Es soll gar nicht in Abrede gestellt werden, dass es auch in der DDR zu ausländerfeindlichen Ausschreitungen gekommen ist. Und wahrscheinlich haben es mache Stellen des DDR-Apparates versucht, sie unter den Teppich zu kehren. Waibel selbst bringt aber Beispiele dafür, dass damals die Staatsorgane eingeschritten sind.
Wenn Waibel darauf hinaus will, was die DDR noch hätte tun können, so muss zurück gefragt werden, was sie getan hat. Konnte sie denn den Antifaschismus mehr an die Person bringen als durch Kulturprodukte? Wie hätte sie Antisemitismus besser verurteilen können? Mit vielen hundert Filmen, Theaterstücken oder anderen Kulturprodukten hat sie in diese Richtung gearbeitet.
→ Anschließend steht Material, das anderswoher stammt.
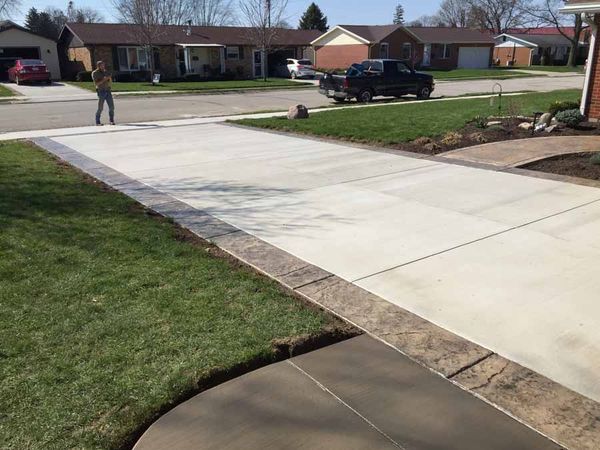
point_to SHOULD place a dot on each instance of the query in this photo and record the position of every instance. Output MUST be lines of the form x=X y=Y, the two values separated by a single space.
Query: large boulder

Indem sie Aufklärung mit Strafsanktionen kombiniert hat, hat sie nicht anderes getan, als die heutige Regierung. Ebenso Kampf gegen Rassismus, indem über fremde Kulturen aufgeklärt wurde.
Es scheint aber so, als habe die Verklärung der DDR-Vergangenheit bei Harry Waibel Methode. So weist er in seinem Artikel aber auch bei anderer Gelegenheit auf sein Buch „Rassisten in Deutschland" hin. Weil die DDR angeblich so wenig gegen Rassismus getan habe, mussten nach 1990 rund 250 Menschen sterben. Komisch nur, dass er auch Vorfälle aus Westdeutschland auflistet, die keineswegs der DDR untergeschoben werden können. 
Seriöse Aufarbeitung der Geschichte sieht anders aus. Waibel hätte sehr wohl darauf hinweisen können, was andere Historiker nach der Wende bestätigt haben: Das Bildungssystem, die Sicherheitsorgane und das Justizsystem wurden in der DDR von Nazis gesäubert. Dagegen haben ehemalige Nazis in der BRD durch Adenauer eine Jobgarantie bekommen und konnten fast nahtlos wieder ihre alte Position besetzen.